Так вот: в этой самой реальности отдельные группы старожилов — и русскоустьинцы, и марковцы, и походчане — постоянно в любых условиях упорно воспроизводятся как именно отдельные группы, существуя в поле постоянного давления, притяжения и отталкивания со стороны обеих "родительских" групп — русской и коренной. "Происходит, — пишут авторы, — сохранение традиции" (заметим, не мифической, унаследованной-де в исключительной чистоте от первых переселенцев, а собственной традиции) "путем постоянного ее воссоздания". В этой традиции органично находят себе место элементы как русского, так и, допустим, чукотского, эвенского, ламутского и т.л. происхождения. Они просто становятся своими.

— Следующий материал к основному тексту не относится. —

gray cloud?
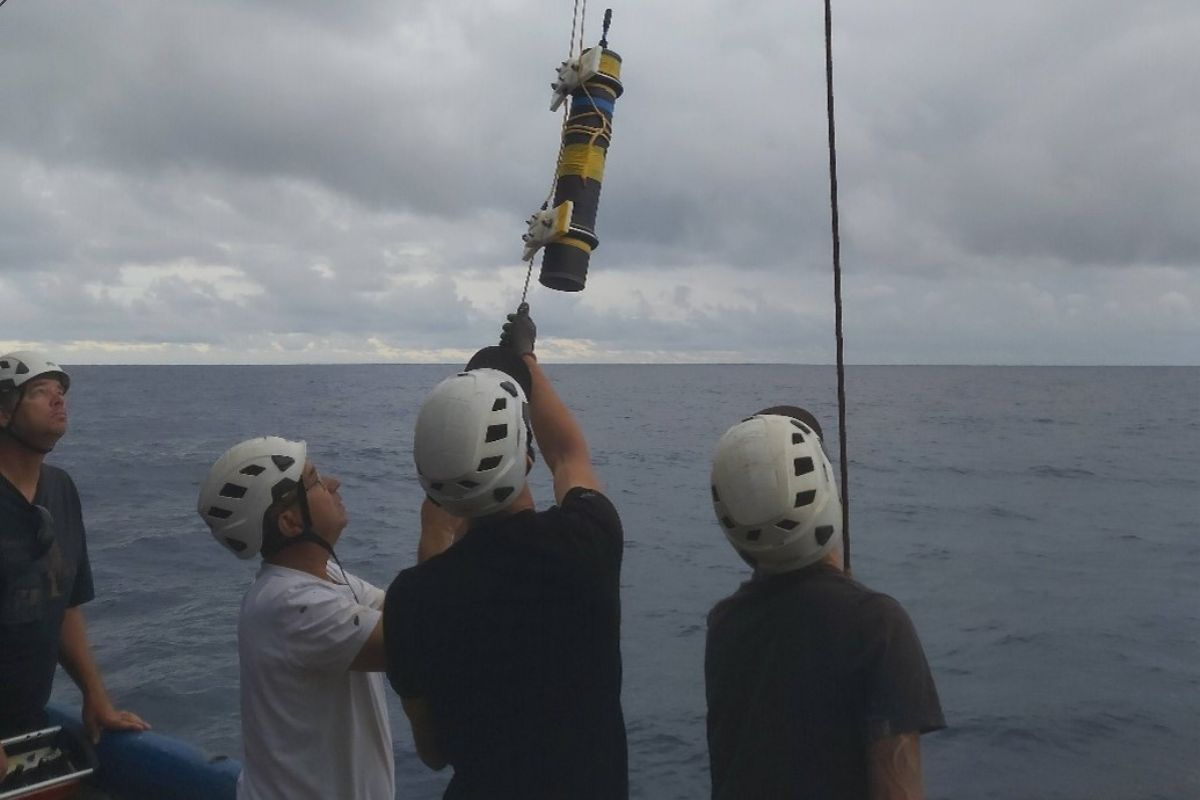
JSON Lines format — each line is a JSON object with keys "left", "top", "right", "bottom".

При этом в разные периоды происходят "колебания" в ту или иную сторону, но некий культурный механизм — чем бы он ни был -- срабатывает чутко и неизменно, никогда не допуская поглощения старожильческих групп их окружением и превращения их собственной культуры либо в вариант местной, либо в вариант русской.
Но "отталкивание" — лишь поддела. Вторая важнейшая задача, которую выполняет тот же самый, "оберегающий" культурный механизм, — сохранение связи с обоими "родительскими" мирами. Постоянный взаимообмен элементами, навыками, опытом, содержаниями, смыслами... Это тоже — условие полноценной жизни. Повторим: не "промежуточной" — полноценной.
Как это выглядит в действии? Примерно вот как: едва лишь возрастает давление со стороны "коренной составляющей", старожилы сразу же начинают превращать свои "русские" практики из сугубо бытовых действий в культурные символы, "маркеры", как это называют социологи, своей особости: ценность всего, что осознается как русское, в такие времена отчетливо возрастает. А как только растет давление со стороны русских, старожилы тут же начинают сопротивляться ему, используя все, что возможно, для подчеркивания своей отдельности. Уже само это постоянство — свидетельство того, что мы имеем дело не со случайным эклектическим смешением осколков разных миров, а с самостоятельным, своевольным, своенравным миром. То же, что мы не нашли для него отдельного имени, — вопрос особенностей не столько этого мира, сколько нашего языка с его культурной историей.
Ценность книги Вахтина, Головко и Швайтцера — в усилии увидеть "людей междумирья" такими, каковы они в собственной цельности их жизни. И не подумайте, что это усилие имеет узкоакадемическое значение, способное волновать лишь этнографов да антропологов. Нет, это всех нас касается, каждого. Потому что мы все — люди междумирья.
Нас всех — что бы мы ни взяли за точку отсчета — окружают и пронизывают "чужие" миры, ни к одному из которых мы не принадлежим целиком, а ко многим принадлежать и вовсе никогда не будем. Жизнь каждого из нас, особенно обитателей больших городов, буквально пронизывают потоки разнородных смыслов и форм, с этой жизнью не слишком-то связанных. У каждого есть определенное — и достаточно надежное, независимо от того, насколько оно осознано, — представление или чувство того, что имеет к нам отношение, а что нет. Повинуясь этому чувству, из всего претендующего на нас влиять обилия мы заимствуем для строительства собственного мира определенные элементы, которые кажутся нам подходящими, и сращиваем их в суверенный мир, у которого есть свой центр, своя периферия, свои более-менее ощутимые — защищающие — границы.